Degib Gula Middle School sprawls across an open piece of land in Degib kebele, East Belesa woreda in the Central Gondar zone. It’s the only school for kilometers with students walking for up to two hours to come attend. Since its establishment by the woreda 16 years ago, the school has fallen victim to the same scarcity of clean water supply that has plagued Degib kebele since time immemorial. It was not until SWEEP, a project implemented by CARE through the financial support of the Austrian Development Agency, constructed a solar powered water supply system that the community, including pupils of the school, felt the relief of easy access. SWEEP, as part of its objective, aims to increase household access to water in targeted woredas by building up capacities to implement sustainable water resource management and environmental conservation practices in the communities.
The effect of the lack of clean water supply for a school may not seem significant, but the impact has been tremendous on Degib Gula. Yeshambel Gebre, vice principal, describes a somber time for the school, “Because of their long walk to school, the students arrive already tired and we have no water to give them. It would not even be possible for them to wash their hands. We would lose half the students by recess because they either want to go looking for water or they are too tired to stay in class.” This was not without its effect on the students’ performance in school. “Participation was low, and it was becoming increasingly difficult to engage the interest of the students. It’s hard to blame them, even us teachers were struggling through the day not just because there was no clean water to drink, but keeping basic personal hygiene is near impossible without water,” adds Teshome Kassa, a teacher at Degib Gula who has lived in Belesa all his life.
The pain of the lack of water was doubly pronounced for female students who account for more than half of the entire school population. “We experienced the same thing as other students, but as girls, we would have no way to care for our basic hygiene especially during menstruation,” says Samrawit Mekonen, a 20 year-old finishing up 8th grade at Degib Gula. Female students would often leave school early or not show up at all if they were menstruating simply because there was no water access and a lack of adequate latrines. Their grades would suffer, and the psychological toll of choosing between being ridiculed in school if they stain their clothes or staying home and skipping class is also shouldered by female students.

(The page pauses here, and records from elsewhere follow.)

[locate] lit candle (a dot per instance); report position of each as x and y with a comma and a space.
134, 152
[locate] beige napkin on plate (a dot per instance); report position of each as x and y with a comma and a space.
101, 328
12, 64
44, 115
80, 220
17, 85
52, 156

Samrawit is part of the Girls’ Club at Degib Gula School which is headed by Yeneneh Lingerih, the 5th and 6th grade science teacher. Within the club, the conversation around hygiene has grown more robust since the installation of the water reservoir system. Because the girls can now implement the knowledge Yenenesh is imparting, they are all ears when she shares what she knows during their meetings. “There was a time when we had completely dissolved the club. Students complained that the discussions were irrelevant to them. But now, not only are they avid listeners, but they are also active participants of Monday Cleaning, a weekly program the school hosts to educate and instill the values of cleaning,” says Yenenesh. She also notices student absence has dramatically decreased for both male and female students. The water supply and easy access within the school also gives an opportunity for personal hygiene especially for students who live in areas with no access to clean water but commute to Degib Gula for school.
Since the installation of the water reservoir system, things have been looking up in the school and in Degib kebele in general. The clean water supply post within the school compound is often bustling with kids drinking their fill and washing their hands and faces. SWEEP also installed additional latrines for the school which are fitted with water supply for maximum hygiene and sanitation. This has created safe and accessible space especially for female students to maintain their dignity and hygiene.
Teachers like Teshome and Yenenesh who live in the area also feel the relief in their lives and households. Where they previously paid for water to be brought to their homes from other kebeles, both Teshome and Yenenesh now have clean water supply right at their doors. “We have certainly felt the relief,” says Yenenesh, “Water is everything and it is doubly important that children grow up with the proper understanding of hygiene and sanitation. What we tell them about keeping personal hygiene or cleanliness in the home or even when cooking, it makes sense to them now because there is water!”